Brisbois won support for her research in the form of a fellowship through Health Policy Research Scholars, which is a Robert Wood Johnson Foundation (RWJF) program. She will receive $124,000 in funding throughout her doctoral program. 

Additionally, Brisbois participates in policy and health equity training sessions through RWJF and receives support from program mentors, who have expertise useful to Brisbois’ research. Her advisor at the UW is Clarita Lefthand-Begay, an assistant professor for the iSchool. 

“This fellowship has really helped in refining my research questions,” Brisbois said.

Brisbois has a land management background that she wanted to pair with tribal and ecological studies for her dissertation. Until receiving the fellowship, she wasn’t sure how to tie all her interests together.

“As a Native, coming into a Ph.D. program is sort of scary,” Brisbois said. “Since receiving the fellowship, I’ve been able to wrap my head around my Ph.D. dissertation.”

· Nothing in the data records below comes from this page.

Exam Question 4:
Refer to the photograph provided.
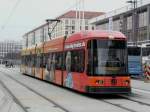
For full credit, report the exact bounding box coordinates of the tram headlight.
[124,80,130,85]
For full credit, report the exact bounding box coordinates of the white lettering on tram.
[65,42,85,49]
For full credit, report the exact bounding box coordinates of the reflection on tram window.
[87,39,128,76]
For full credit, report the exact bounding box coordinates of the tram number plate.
[111,79,117,85]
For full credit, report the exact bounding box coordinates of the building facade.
[0,41,22,63]
[23,10,104,49]
[90,0,150,46]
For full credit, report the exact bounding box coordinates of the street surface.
[0,65,150,112]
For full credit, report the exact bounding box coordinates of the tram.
[21,30,131,94]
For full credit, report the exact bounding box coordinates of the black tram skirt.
[86,86,131,94]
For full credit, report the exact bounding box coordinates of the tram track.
[99,90,150,112]
[98,94,150,112]
[132,87,150,94]
[121,95,150,106]
[0,70,70,112]
[1,68,150,112]
[119,87,150,107]
[101,99,137,112]
[0,77,28,112]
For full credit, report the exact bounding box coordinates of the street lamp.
[127,0,138,46]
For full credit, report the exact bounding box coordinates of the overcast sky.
[0,0,129,41]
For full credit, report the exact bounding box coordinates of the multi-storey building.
[23,10,104,49]
[90,0,150,46]
[0,41,22,63]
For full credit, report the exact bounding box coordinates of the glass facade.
[0,41,22,58]
[139,11,147,28]
[127,16,132,30]
[95,5,150,45]
[113,19,120,31]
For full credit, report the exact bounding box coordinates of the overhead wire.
[1,0,21,30]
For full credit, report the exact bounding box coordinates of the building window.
[138,28,147,41]
[139,11,147,28]
[65,19,69,25]
[127,16,132,30]
[113,19,120,31]
[72,26,75,30]
[32,33,35,45]
[65,31,68,35]
[127,30,132,42]
[85,26,88,30]
[72,20,75,25]
[40,28,44,42]
[92,26,95,30]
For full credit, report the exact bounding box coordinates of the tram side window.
[55,52,62,70]
[63,52,67,70]
[31,55,35,67]
[36,55,41,68]
[29,55,33,67]
[71,50,84,73]
[26,56,30,67]
[43,54,48,68]
[21,56,25,65]
[46,53,56,71]
[25,56,27,66]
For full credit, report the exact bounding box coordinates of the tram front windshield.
[87,39,128,76]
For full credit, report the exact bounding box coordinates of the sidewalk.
[131,79,150,91]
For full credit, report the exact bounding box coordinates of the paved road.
[0,66,150,112]
[0,77,25,112]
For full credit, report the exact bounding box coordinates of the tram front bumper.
[85,86,131,94]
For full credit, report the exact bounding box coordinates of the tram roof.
[65,30,126,43]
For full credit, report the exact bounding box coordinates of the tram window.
[71,50,84,73]
[55,52,62,70]
[36,55,42,68]
[42,54,47,68]
[64,50,84,73]
[31,55,35,67]
[21,56,25,65]
[25,56,27,65]
[25,56,29,66]
[47,53,56,71]
[29,55,32,67]
[65,51,71,72]
[62,52,67,70]
[87,39,127,76]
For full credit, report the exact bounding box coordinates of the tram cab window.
[87,39,128,76]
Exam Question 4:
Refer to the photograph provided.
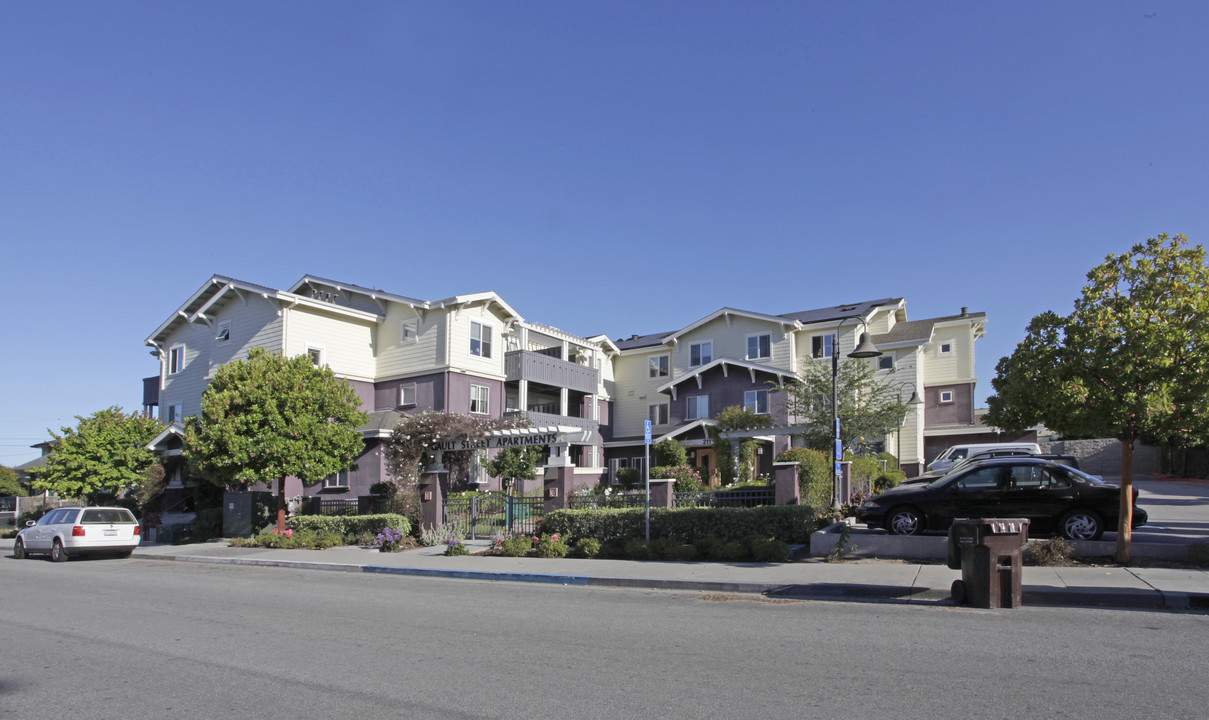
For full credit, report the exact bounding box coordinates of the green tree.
[653,438,688,468]
[710,406,774,485]
[0,465,26,496]
[985,234,1209,561]
[29,407,163,503]
[184,347,369,532]
[485,446,543,492]
[782,359,909,452]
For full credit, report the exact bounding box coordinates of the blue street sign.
[644,420,652,444]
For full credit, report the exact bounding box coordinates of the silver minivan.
[926,442,1042,474]
[14,507,141,561]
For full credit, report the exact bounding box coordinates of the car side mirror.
[25,520,36,527]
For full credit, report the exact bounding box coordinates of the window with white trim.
[167,403,184,424]
[399,384,416,406]
[401,320,418,343]
[470,321,492,358]
[939,390,954,404]
[689,341,712,367]
[746,333,771,360]
[649,355,669,378]
[307,346,324,367]
[744,389,769,414]
[811,334,835,359]
[324,469,349,489]
[168,344,185,375]
[686,395,709,420]
[939,342,953,354]
[470,384,490,414]
[878,354,894,371]
[648,402,669,426]
[215,320,231,343]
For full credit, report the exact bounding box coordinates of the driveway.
[1130,477,1209,544]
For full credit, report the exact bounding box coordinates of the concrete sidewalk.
[131,540,1209,611]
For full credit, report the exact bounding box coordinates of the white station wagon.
[14,506,141,561]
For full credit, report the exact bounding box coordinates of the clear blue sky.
[3,2,1207,467]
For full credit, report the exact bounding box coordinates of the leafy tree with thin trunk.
[1,465,27,497]
[985,234,1209,562]
[30,407,163,503]
[781,358,909,452]
[485,446,543,492]
[184,347,369,532]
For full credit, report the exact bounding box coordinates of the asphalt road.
[1132,479,1209,543]
[2,556,1207,720]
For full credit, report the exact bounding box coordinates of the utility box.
[947,518,1030,609]
[223,491,275,538]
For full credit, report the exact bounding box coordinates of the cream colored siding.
[286,307,376,381]
[674,316,792,374]
[448,305,507,378]
[376,304,442,379]
[924,326,973,384]
[613,350,667,438]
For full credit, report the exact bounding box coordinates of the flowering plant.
[444,538,469,556]
[376,526,406,553]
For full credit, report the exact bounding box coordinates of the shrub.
[541,505,820,546]
[533,533,570,558]
[444,539,470,556]
[575,537,602,558]
[288,514,410,543]
[616,468,641,490]
[419,524,464,547]
[497,534,533,557]
[849,456,882,494]
[873,471,906,491]
[652,465,705,492]
[235,527,343,549]
[376,527,408,552]
[1026,537,1073,566]
[712,539,747,562]
[650,537,699,561]
[624,537,650,560]
[653,438,688,468]
[750,537,791,563]
[776,447,832,510]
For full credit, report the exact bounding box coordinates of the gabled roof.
[871,309,987,349]
[656,357,796,398]
[662,307,801,345]
[615,330,675,351]
[290,275,427,310]
[779,297,904,326]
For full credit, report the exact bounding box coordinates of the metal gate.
[442,491,543,539]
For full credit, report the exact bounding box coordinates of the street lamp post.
[832,320,882,509]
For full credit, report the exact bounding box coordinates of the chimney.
[960,306,968,317]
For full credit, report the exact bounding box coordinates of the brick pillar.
[418,471,445,530]
[649,478,675,508]
[774,461,800,506]
[543,466,574,514]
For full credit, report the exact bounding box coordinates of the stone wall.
[1041,438,1161,476]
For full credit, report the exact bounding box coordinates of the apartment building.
[143,276,984,506]
[144,275,613,504]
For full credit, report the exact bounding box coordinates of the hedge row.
[541,505,819,545]
[286,514,410,538]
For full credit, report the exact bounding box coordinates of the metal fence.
[674,489,776,508]
[302,497,361,516]
[568,493,648,510]
[443,491,543,539]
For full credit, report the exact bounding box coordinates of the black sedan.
[857,458,1147,540]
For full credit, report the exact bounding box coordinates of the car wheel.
[1059,509,1104,541]
[51,539,69,563]
[14,538,26,560]
[951,579,967,605]
[887,507,924,536]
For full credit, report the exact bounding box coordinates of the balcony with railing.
[504,349,598,395]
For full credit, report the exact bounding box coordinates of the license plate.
[104,529,117,537]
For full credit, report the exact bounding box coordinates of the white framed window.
[878,355,895,371]
[324,469,349,489]
[649,355,669,378]
[168,344,185,375]
[631,456,647,475]
[939,342,953,354]
[470,321,492,358]
[686,395,709,420]
[939,390,954,404]
[470,453,489,484]
[401,320,418,343]
[744,389,769,414]
[470,384,490,414]
[167,403,184,424]
[399,384,416,406]
[689,341,712,367]
[215,320,231,343]
[746,333,771,360]
[307,346,325,367]
[648,402,669,426]
[811,334,835,359]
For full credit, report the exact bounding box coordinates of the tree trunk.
[276,476,287,533]
[1115,439,1134,563]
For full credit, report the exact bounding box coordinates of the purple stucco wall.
[923,383,974,427]
[671,365,790,426]
[373,372,446,413]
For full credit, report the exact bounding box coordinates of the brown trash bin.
[949,518,1030,609]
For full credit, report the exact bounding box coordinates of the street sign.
[644,419,652,444]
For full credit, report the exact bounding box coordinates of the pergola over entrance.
[425,425,594,473]
[716,423,814,476]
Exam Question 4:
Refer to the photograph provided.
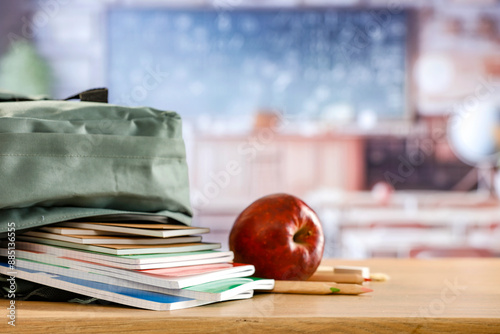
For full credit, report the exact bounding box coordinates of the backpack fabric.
[0,89,192,236]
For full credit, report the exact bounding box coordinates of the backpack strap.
[0,88,108,103]
[63,88,108,103]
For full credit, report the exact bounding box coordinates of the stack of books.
[0,221,274,310]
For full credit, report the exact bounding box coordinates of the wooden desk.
[3,259,500,333]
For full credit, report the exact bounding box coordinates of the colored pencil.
[268,281,373,295]
[308,273,365,284]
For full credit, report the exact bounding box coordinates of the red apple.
[229,193,324,280]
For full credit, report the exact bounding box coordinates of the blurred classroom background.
[1,0,500,258]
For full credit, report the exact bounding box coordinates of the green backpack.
[0,88,192,237]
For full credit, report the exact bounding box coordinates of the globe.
[448,101,500,166]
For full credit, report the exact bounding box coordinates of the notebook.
[4,247,233,270]
[22,231,202,245]
[5,248,255,289]
[14,241,234,267]
[10,258,273,302]
[0,262,215,311]
[18,235,221,255]
[57,222,210,238]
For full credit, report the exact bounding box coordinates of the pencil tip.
[330,287,340,293]
[361,287,374,293]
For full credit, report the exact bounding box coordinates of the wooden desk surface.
[3,258,500,333]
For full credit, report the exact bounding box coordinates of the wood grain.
[2,259,500,333]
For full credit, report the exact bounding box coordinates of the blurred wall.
[0,0,29,56]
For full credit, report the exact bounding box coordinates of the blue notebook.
[0,262,214,310]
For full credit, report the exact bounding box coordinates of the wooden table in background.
[2,259,500,333]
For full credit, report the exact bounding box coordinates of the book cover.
[67,260,256,290]
[57,222,210,238]
[5,245,234,270]
[18,235,221,255]
[22,231,203,245]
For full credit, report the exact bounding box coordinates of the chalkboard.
[108,8,408,121]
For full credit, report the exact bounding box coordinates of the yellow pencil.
[268,281,373,295]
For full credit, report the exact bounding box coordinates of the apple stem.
[293,228,312,243]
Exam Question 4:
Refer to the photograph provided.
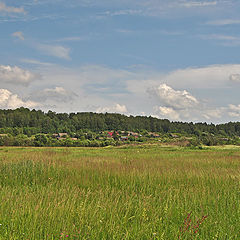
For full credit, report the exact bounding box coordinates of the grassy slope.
[0,145,239,239]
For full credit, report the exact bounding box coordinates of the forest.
[0,107,239,147]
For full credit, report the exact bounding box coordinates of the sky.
[1,0,240,123]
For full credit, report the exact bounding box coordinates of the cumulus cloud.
[31,87,77,102]
[36,44,70,60]
[153,101,240,122]
[154,105,225,122]
[0,65,38,86]
[156,106,180,120]
[149,84,199,110]
[96,103,128,114]
[12,31,24,40]
[0,89,38,109]
[0,2,26,14]
[149,83,226,121]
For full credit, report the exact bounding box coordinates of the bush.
[34,134,48,147]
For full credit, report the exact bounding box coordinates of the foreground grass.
[0,145,239,239]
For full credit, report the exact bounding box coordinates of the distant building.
[170,133,179,138]
[52,133,69,140]
[149,132,160,138]
[58,133,68,138]
[129,132,139,137]
[107,132,113,138]
[107,131,119,138]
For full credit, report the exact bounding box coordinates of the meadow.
[0,145,239,239]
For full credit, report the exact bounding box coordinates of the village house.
[120,131,129,136]
[170,133,179,138]
[128,132,139,137]
[59,133,68,138]
[107,132,113,138]
[107,131,119,138]
[148,132,160,138]
[52,133,69,140]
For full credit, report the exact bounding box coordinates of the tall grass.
[0,146,239,239]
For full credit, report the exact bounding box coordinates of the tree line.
[0,107,239,138]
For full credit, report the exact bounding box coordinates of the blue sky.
[1,0,240,123]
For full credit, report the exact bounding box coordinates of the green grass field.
[0,145,239,239]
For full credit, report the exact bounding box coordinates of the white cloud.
[156,106,180,120]
[153,98,240,122]
[149,84,199,110]
[0,65,38,86]
[36,44,70,60]
[12,31,24,40]
[149,83,228,122]
[0,2,26,14]
[149,84,203,121]
[126,64,240,95]
[206,19,240,26]
[19,63,240,122]
[31,87,77,102]
[156,64,240,89]
[202,108,223,120]
[0,89,38,109]
[96,103,128,113]
[228,104,240,117]
[154,104,226,122]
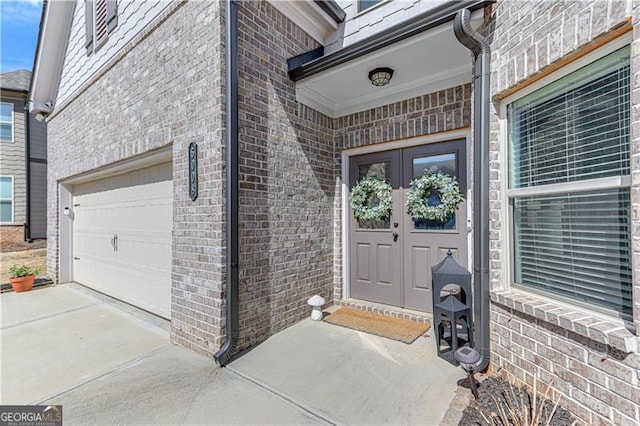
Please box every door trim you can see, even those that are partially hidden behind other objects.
[341,128,472,303]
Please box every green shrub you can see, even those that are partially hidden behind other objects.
[8,264,40,278]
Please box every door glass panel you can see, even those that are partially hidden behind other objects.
[412,153,457,230]
[413,153,456,177]
[355,161,391,229]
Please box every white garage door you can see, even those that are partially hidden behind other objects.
[73,162,172,319]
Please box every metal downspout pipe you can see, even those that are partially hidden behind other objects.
[214,0,240,367]
[24,103,32,242]
[453,8,491,372]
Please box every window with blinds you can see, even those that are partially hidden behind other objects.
[508,45,632,318]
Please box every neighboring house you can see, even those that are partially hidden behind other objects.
[0,69,48,243]
[29,0,639,424]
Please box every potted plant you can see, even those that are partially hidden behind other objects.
[8,264,40,293]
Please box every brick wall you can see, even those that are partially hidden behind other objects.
[234,1,336,349]
[0,225,24,244]
[332,84,472,303]
[487,1,640,424]
[47,1,226,356]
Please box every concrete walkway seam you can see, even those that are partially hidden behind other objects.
[225,365,342,426]
[0,302,99,331]
[34,344,171,405]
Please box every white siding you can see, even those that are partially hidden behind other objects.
[326,0,450,54]
[56,0,173,107]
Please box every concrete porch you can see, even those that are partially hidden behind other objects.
[1,284,464,424]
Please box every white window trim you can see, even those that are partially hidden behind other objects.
[354,0,391,16]
[498,34,633,322]
[0,175,14,224]
[0,102,14,143]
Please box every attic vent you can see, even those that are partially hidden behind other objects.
[85,0,118,55]
[95,0,108,47]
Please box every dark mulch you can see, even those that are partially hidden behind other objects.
[1,277,53,293]
[459,377,575,425]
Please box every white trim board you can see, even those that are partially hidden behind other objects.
[268,0,338,45]
[0,102,15,143]
[61,145,172,185]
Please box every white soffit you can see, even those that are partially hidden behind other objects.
[268,0,338,45]
[30,1,75,114]
[296,20,479,118]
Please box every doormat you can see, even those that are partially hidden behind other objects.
[323,307,430,344]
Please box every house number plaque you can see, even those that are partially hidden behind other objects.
[189,142,198,201]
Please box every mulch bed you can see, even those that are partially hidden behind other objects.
[459,377,575,425]
[1,277,53,293]
[0,239,47,253]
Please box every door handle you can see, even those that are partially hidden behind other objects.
[393,232,398,242]
[114,234,118,252]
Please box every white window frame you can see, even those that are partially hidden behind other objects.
[498,34,633,320]
[0,102,14,143]
[355,0,390,15]
[0,175,14,224]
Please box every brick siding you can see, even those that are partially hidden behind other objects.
[47,1,226,356]
[45,3,640,423]
[235,1,336,349]
[487,1,640,424]
[0,225,24,244]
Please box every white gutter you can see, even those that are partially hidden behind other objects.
[29,0,76,116]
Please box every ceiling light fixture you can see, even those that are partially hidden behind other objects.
[368,67,394,87]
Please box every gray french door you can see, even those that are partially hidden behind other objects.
[348,140,467,312]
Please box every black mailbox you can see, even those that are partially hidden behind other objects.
[431,251,472,364]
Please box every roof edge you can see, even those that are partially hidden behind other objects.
[29,0,47,97]
[313,0,346,23]
[29,0,75,115]
[290,0,494,81]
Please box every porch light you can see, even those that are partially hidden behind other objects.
[454,346,482,399]
[368,67,394,87]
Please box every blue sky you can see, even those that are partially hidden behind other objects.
[1,0,43,73]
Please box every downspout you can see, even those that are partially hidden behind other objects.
[24,103,32,242]
[214,0,240,366]
[453,8,491,372]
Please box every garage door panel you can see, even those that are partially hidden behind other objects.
[73,163,172,319]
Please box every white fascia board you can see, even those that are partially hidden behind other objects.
[29,0,76,115]
[268,0,338,45]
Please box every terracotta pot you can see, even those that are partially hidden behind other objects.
[9,274,35,293]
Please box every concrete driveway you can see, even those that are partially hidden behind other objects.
[1,284,464,425]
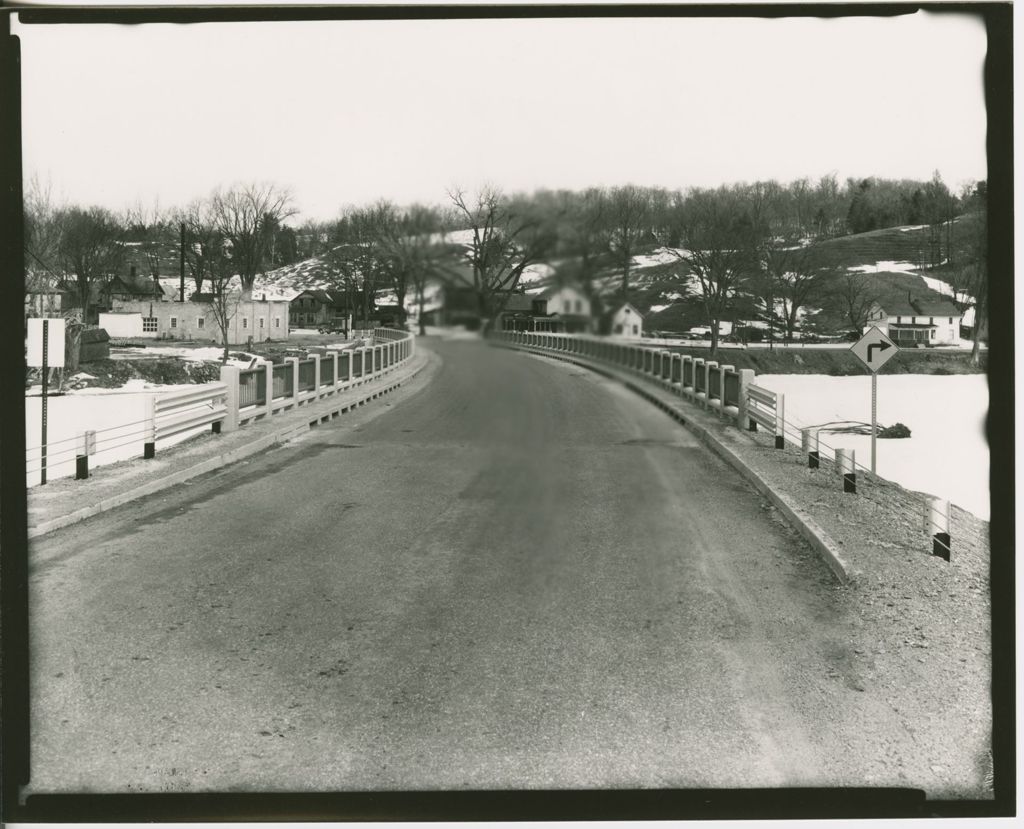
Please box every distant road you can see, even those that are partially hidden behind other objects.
[29,338,910,792]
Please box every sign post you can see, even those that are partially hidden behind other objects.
[850,326,898,474]
[27,318,66,486]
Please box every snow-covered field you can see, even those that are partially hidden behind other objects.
[753,374,989,520]
[25,386,214,488]
[112,346,268,367]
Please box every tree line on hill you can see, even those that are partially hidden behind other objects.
[23,172,988,362]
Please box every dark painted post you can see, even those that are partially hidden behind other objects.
[928,498,951,561]
[802,427,820,468]
[76,430,95,480]
[837,448,856,493]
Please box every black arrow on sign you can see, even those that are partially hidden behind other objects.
[866,341,891,363]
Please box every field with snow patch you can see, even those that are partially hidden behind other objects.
[754,373,988,520]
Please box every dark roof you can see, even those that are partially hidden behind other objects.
[107,275,163,297]
[908,298,961,316]
[878,295,961,317]
[190,292,215,303]
[501,294,536,313]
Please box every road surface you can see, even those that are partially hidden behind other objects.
[29,338,909,793]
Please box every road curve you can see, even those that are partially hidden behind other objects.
[29,338,905,793]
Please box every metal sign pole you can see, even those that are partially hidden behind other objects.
[41,319,49,486]
[871,371,877,474]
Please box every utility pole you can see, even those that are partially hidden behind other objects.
[179,221,186,302]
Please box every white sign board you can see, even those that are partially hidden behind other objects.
[26,318,66,368]
[851,326,898,373]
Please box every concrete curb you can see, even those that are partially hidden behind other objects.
[499,343,855,584]
[28,355,429,540]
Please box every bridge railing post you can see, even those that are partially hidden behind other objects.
[736,369,754,427]
[219,365,241,432]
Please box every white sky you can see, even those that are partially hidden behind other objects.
[14,11,987,221]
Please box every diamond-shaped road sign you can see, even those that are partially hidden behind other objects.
[851,326,898,372]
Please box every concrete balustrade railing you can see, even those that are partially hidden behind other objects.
[493,330,773,436]
[221,327,416,430]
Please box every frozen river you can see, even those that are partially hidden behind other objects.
[754,373,989,520]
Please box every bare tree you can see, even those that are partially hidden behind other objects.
[606,185,651,298]
[447,185,552,328]
[53,205,125,324]
[175,200,225,295]
[204,240,237,364]
[829,271,881,333]
[657,185,761,356]
[208,183,296,296]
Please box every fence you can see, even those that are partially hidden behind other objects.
[26,327,416,486]
[492,330,984,565]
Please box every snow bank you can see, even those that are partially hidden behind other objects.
[25,387,216,487]
[754,373,989,520]
[847,260,921,274]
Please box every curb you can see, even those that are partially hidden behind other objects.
[28,356,429,540]
[500,343,855,584]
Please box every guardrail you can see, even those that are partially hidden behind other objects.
[222,327,415,429]
[26,327,417,486]
[494,330,770,432]
[492,330,982,565]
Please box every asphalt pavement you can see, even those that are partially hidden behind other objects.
[28,337,913,793]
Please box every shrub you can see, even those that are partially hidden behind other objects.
[879,422,911,439]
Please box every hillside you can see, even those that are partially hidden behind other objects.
[598,221,976,337]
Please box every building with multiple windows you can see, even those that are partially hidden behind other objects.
[865,296,963,346]
[106,294,290,342]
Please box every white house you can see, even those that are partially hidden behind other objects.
[604,302,644,338]
[533,284,593,332]
[866,296,962,346]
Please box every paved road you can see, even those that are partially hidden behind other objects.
[30,338,892,793]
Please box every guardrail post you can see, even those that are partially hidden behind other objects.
[736,369,753,426]
[287,357,300,402]
[718,364,733,419]
[327,351,340,389]
[361,346,368,379]
[691,357,704,402]
[927,497,951,561]
[704,361,718,411]
[76,430,96,480]
[219,365,240,432]
[802,427,819,468]
[837,448,856,493]
[264,362,274,418]
[312,354,322,397]
[774,393,785,448]
[143,394,157,458]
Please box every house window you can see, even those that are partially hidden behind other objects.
[243,318,249,329]
[949,317,953,324]
[563,300,571,313]
[896,316,901,324]
[575,299,582,313]
[930,329,935,340]
[142,317,158,332]
[275,317,280,328]
[197,317,205,329]
[633,325,639,335]
[170,317,178,329]
[929,316,934,325]
[259,317,265,329]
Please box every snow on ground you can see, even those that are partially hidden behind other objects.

Brisbois will examine co-management agreements between federal agencies and tribal nations and explore how land management decisions ultimately impacted tribal members’ health. She notes that historically federal agencies have made decisions on oil drilling and mining on tribal lands, the overhunting of bison, or the construction of hydroelectric dams, such as Grand Coulee, with little input from the tribes. Yet, the tribes are the ones who are affected most — through poor water quality and declining bison or fish populations — by those decisions. 

“The tribes and federal government should have been working together from the start as opposed to bringing the tribes in afterwards,” she said.

Brisbois will use information science to demonstrate how those decisions were detrimental to tribal members’ health. In addition, she says, the public often doesn’t realize the mental toll of the federal government’s decisions on tribal populations. That’s more difficult to quantify. 

However, Brisbois will have some recent positive developments to use as comparison. She notes the rebound in bison populations due to a change in hunting regulations and the removal of dams, like the Elwha, and subsequent increase of returning salmon as examples of tribes getting their priorities met. 

Brisbois hopes her research will provide tangible proof of the need for tribes to have a bigger hand in co-management of their lands, which is crucial for health equity.

One thing is certain: Brisbois’s grandfather will be rooting for her success. 

“He’s pretty excited for me,” Brisbois said. “Education has really been a big part of our family.”